Not a ‘breakthrough’ treatment

Also commenting ahead of the approval, Elizabeth W. Loder, MD, vice chair for academic affairs in the department of neurology at Brigham and Women’s Hospital, Boston, noted that the “safety of these CGRP medications in pregnancy is uncertain, and there are theoretical reasons to be concerned about it.”

Unlike injectable CGRP medications, atogepant is eliminated from the body relatively quickly after the patient stops taking it, said Dr. Loder, who is also professor of neurology at Harvard Medical School, Boston. However, atogepant may not otherwise differ greatly from other medications of its type.

“I don’t see a reason to think that one of these oral CGRP medicines is much more effective than another one,” said Dr. Loder.

“In my mind, as a clinician who will be prescribing these for patients, it will be cost and the ease of getting it covered that makes the difference,” she added.

These questions may raise concerns. “Those of us who treat patients who do not have private insurance find it very difficult to get these medications for them, even in situations where they have exhausted other alternatives,” said Dr. Loder.

Patients insured by Medicare or Medicaid “usually have no avenue to get some of these new, expensive treatments,” she said.

The approval of atogepant for acute and preventive treatment shows that the distinction between these indications may be artificial, Dr. Loder noted. The approval “will, I hope, help people think more flexibly about the way in which we use medications.”

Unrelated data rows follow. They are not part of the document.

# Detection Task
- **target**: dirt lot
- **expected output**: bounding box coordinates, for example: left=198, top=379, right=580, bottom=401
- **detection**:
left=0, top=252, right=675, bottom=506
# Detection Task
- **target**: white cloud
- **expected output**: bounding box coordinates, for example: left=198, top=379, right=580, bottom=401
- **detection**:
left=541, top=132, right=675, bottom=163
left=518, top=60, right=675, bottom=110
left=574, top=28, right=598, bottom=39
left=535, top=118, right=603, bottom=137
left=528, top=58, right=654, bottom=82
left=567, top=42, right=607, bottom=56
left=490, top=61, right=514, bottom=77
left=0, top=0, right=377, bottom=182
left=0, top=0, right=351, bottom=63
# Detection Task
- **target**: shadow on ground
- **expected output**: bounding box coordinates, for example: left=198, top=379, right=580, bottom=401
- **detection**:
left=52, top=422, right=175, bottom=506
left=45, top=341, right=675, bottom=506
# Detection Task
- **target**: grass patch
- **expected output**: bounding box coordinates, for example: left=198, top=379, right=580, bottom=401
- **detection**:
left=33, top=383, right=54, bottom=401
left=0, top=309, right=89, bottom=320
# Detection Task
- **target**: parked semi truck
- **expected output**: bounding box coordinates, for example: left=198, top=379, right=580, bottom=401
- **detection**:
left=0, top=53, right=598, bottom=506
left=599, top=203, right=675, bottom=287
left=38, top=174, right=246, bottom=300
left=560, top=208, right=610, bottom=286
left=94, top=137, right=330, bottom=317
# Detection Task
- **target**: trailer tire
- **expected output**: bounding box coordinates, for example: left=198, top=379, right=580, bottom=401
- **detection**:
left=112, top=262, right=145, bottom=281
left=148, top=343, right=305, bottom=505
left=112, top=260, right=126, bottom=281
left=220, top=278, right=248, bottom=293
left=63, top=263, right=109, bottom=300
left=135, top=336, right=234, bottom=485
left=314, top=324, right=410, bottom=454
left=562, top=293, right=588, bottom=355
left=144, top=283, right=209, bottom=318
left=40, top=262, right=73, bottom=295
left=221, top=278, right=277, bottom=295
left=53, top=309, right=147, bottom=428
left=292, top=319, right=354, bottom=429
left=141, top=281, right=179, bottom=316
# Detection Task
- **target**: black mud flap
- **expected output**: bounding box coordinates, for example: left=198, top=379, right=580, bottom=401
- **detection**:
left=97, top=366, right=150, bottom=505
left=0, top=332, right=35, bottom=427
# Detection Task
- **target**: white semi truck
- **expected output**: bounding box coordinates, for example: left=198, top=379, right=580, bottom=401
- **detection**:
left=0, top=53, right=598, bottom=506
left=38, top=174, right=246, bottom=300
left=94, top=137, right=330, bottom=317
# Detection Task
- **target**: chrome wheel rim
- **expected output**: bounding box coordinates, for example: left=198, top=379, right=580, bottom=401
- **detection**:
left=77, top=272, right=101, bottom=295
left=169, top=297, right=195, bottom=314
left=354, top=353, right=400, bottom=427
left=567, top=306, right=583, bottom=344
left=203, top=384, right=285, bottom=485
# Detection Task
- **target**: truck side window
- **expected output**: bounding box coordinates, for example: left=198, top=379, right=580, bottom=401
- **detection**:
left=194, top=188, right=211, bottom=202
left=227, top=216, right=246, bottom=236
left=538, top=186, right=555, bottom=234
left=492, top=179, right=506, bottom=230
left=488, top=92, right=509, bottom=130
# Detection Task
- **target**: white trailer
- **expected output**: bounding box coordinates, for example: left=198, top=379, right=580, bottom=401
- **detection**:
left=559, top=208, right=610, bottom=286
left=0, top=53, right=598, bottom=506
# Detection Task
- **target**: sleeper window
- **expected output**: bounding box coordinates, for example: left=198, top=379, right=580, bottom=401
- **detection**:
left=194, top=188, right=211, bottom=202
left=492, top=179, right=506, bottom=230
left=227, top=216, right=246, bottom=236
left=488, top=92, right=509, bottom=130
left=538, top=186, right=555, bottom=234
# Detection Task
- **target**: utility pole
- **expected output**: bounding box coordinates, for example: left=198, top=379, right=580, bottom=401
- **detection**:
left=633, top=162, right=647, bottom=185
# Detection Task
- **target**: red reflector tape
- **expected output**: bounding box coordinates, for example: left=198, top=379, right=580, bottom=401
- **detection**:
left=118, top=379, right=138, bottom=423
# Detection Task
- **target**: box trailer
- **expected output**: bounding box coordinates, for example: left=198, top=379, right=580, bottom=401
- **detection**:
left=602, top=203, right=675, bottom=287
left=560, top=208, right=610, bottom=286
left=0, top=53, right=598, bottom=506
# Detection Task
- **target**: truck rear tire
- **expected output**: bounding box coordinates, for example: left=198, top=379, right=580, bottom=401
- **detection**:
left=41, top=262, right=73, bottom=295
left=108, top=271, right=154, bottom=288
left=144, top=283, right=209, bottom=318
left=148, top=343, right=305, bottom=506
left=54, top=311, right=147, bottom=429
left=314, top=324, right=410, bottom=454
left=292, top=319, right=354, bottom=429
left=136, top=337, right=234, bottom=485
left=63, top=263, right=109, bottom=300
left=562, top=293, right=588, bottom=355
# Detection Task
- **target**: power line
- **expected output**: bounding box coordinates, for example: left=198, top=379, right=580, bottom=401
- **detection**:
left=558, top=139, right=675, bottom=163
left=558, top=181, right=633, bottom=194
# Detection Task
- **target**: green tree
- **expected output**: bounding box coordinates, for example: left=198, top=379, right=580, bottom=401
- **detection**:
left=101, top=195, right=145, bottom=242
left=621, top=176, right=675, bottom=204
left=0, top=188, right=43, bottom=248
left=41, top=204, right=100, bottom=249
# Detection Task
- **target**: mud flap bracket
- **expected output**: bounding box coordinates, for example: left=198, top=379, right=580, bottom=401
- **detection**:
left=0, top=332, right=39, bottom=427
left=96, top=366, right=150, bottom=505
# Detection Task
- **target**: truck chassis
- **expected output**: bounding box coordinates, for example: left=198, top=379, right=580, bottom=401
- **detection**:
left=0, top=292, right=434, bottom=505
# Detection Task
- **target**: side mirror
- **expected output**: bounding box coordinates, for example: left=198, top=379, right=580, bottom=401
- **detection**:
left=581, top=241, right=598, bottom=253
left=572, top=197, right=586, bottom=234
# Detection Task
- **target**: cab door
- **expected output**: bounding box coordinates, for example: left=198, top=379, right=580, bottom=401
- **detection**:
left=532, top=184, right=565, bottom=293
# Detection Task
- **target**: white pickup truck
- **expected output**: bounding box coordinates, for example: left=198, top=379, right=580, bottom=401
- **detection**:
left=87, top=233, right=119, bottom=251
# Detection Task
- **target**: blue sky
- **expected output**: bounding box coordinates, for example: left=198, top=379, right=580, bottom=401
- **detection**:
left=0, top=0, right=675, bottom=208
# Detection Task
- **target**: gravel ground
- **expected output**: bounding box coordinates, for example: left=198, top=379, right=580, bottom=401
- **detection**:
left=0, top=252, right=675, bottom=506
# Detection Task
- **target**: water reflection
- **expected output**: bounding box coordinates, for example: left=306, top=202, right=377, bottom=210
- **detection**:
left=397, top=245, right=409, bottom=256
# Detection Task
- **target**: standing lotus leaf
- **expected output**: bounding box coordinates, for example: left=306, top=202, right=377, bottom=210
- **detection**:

It is a positive that atogepant has emerged as another option for preventive therapy, but the treatment cannot be considered a breakthrough, Dr. Loder added. The efficacy of atogepant, like that of other preventive treatments for migraine, is modest.

“It would be so nice if we could find things that were more effective than the treatments we currently have,” said Dr. Loder.

A version of this article first appeared on Medscape.com.